M2m: Imbalanced Classification via Major-to-Minor Translation

Abstract
Introduction
M2m: Major-to-minor translation
1. Overview of M2m
2. Underlying intuition on M2m
3. Detailed components of M2m
Experiments
1. Experimental Setup
2. Long-tailed CIFAR datasets
3. Real-world Imbalanced datasets
4. Ablation Study
Conclusion

0. Abstract

Labeled training datasets : highly class-imbalanced

Explore a NOVEL yet SIMPLE way to alleviate this issue :

$\rightarrow$ Augmenting less-frequent classes* via TRANSLATING samples from more-frequent classes*

$\rightarrow$ enables a classifier to learn more generalizable features of minority classes,

by transferring and leveraging the diversity of the majority information.

Improves the generalization on minority classes significantly

compared to other existing (1) re-sampling or (2) re-weighting methods

1. Introduction

Datasets in research : CI- FAR [25] and ILSVRC [39]

$\leftrightarrow$ Real-world datasets : suffer from its expensive data acquisition process and the labeling cost.
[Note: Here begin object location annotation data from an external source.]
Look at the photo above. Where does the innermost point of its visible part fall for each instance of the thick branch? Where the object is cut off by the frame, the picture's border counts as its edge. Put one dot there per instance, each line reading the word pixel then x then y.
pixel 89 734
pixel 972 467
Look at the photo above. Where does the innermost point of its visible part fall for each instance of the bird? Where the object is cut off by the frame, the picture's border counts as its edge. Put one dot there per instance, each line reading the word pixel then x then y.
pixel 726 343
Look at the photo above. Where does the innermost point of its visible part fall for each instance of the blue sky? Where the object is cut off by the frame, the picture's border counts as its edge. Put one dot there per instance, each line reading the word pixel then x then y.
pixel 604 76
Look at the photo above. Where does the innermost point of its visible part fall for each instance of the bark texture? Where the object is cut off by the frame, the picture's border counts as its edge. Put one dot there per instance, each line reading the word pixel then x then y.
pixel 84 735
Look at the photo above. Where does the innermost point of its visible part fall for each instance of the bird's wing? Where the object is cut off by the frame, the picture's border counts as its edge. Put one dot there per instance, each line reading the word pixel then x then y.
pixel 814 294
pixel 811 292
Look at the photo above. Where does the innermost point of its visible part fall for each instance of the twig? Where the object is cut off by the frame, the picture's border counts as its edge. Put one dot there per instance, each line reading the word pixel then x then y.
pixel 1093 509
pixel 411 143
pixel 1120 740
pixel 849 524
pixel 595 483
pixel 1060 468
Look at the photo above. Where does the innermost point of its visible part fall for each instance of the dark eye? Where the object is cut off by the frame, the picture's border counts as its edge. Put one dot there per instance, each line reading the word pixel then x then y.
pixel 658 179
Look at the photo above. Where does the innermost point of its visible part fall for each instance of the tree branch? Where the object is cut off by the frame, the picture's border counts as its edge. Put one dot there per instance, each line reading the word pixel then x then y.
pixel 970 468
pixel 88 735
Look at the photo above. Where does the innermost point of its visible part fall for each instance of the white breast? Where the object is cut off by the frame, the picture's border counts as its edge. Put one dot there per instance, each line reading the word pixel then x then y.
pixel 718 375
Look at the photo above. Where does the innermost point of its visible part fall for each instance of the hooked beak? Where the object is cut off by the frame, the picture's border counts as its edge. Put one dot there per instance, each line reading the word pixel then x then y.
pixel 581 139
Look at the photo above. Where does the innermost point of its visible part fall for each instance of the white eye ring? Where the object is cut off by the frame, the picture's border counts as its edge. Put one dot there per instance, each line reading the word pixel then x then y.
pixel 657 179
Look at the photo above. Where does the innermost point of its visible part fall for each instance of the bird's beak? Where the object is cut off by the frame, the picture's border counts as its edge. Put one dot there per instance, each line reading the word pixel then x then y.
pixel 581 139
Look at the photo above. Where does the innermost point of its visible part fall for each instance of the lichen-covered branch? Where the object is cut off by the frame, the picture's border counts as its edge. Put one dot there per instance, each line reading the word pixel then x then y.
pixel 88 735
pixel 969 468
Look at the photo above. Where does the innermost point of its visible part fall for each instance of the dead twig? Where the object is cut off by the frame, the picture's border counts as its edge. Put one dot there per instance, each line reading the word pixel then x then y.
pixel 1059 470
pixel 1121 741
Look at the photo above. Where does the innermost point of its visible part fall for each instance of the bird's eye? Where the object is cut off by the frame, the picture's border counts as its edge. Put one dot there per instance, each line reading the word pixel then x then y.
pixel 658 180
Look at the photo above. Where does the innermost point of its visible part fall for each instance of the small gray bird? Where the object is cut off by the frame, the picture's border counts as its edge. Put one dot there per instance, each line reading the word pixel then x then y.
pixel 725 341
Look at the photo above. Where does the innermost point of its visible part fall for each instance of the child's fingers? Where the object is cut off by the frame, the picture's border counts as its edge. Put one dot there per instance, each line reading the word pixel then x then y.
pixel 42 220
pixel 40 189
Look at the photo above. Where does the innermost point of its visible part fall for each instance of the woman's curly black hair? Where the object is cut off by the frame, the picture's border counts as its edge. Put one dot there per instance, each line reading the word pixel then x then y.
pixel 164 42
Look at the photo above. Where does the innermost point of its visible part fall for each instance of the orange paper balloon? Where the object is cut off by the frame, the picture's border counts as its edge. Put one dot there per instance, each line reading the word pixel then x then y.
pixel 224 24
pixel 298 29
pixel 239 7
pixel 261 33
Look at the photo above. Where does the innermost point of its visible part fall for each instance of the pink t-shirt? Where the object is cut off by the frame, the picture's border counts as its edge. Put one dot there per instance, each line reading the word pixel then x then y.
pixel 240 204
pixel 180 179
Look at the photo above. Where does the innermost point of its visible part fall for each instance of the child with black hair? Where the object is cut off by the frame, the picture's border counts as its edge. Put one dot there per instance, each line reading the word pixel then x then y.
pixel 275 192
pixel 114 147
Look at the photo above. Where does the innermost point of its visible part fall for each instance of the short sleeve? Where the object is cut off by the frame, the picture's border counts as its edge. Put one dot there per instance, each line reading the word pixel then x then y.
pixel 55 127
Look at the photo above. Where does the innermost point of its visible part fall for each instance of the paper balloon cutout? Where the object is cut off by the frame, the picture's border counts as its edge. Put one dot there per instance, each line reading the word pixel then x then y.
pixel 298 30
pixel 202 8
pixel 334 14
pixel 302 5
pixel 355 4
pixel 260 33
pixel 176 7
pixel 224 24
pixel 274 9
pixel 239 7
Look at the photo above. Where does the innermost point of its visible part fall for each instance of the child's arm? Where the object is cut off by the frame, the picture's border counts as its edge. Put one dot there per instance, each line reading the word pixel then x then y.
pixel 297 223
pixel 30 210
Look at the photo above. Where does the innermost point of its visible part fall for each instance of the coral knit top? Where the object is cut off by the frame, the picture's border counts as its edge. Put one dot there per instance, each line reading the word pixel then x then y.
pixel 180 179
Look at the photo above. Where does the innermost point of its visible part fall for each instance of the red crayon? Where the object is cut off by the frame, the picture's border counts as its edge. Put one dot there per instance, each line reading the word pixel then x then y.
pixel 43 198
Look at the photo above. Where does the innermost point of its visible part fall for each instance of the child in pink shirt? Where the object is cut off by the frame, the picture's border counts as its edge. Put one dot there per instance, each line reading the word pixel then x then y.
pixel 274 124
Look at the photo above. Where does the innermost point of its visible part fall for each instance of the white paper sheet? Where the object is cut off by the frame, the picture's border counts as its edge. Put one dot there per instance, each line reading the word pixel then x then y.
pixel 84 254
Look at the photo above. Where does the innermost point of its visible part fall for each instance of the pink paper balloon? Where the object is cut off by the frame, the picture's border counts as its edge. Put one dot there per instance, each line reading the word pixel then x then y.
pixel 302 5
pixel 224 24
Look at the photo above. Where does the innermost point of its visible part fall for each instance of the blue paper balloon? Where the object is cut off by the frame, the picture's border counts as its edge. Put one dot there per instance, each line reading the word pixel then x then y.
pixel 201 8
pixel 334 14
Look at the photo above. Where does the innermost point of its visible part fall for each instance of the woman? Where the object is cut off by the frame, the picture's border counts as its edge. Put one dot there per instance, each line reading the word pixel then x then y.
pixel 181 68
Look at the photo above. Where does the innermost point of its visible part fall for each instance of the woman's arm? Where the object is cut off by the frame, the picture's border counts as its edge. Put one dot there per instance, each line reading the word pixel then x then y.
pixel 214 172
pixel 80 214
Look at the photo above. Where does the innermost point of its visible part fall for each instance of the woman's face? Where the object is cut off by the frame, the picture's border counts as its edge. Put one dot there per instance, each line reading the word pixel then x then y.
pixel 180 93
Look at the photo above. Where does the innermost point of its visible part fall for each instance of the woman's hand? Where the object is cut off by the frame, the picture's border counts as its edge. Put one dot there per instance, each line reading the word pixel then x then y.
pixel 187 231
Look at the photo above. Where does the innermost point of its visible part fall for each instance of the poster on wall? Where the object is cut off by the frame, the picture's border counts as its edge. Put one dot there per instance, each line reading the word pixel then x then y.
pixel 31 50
$\rightarrow$ leads a dataset to have a “LONG TAILED” label distribution

Solution: Two categories

Rebalance the training objective w.r.t class-wise sample size!!

(a) Re-weighting
- re-weight the the loss function
- by a factor inversely proportional to the sample frequency in a class-wise manner
(b) Re-sampling
- re-sample the given dataset
  - “over-sampling” the minority classes
  - “under- sampling” the majority classes

However, re-balancing the objective usually results in harsh “overfitting to minority classes”, since they cannot handle the lack of minority information in essence.

To solve this issue…

Cui et al. [7] : proposed “effective number”
- number of samples as alternative weights in the re-weighting method.
Cao et al. [4] : both re-weighting and re-sampling can be much more effective when applied at the later stage of training in NN
SMOTE [5] : widely-used variant of the over-sampling method
- that mitigates the overfitting via data augmentation
- several variants of SMOTE have been suggested accordingly
- major drawback : perform poorly when there exist only a few samples in the minority classes, ( = “extreme” imbalance )
  - because they synthesize a new minority sample only using the existing samples of the same class.

Other works:

(1) Regularization scheme

minority classes are more penalized
margin-based approaches generally suit well as a form of data-dependent regularizer

(2) Vew the class-imbalance problem in the framework of Active learning or Meta-learning

Contribution

revisit the over-sampling framework
propose Major-to-minor Translation (M2m).
- a new way of generating minority samples

M2m

M2m vs. SMOTE

SMOTE :
- applies **data augmentation to minority samples **to mitigate the over-fitting issue
M2m :
- does not use the existing minority samples for the oversampling.
- use the majority samples and translate them to the target minority class
  - using another classifier independently trained ( under the imbalanced dataset )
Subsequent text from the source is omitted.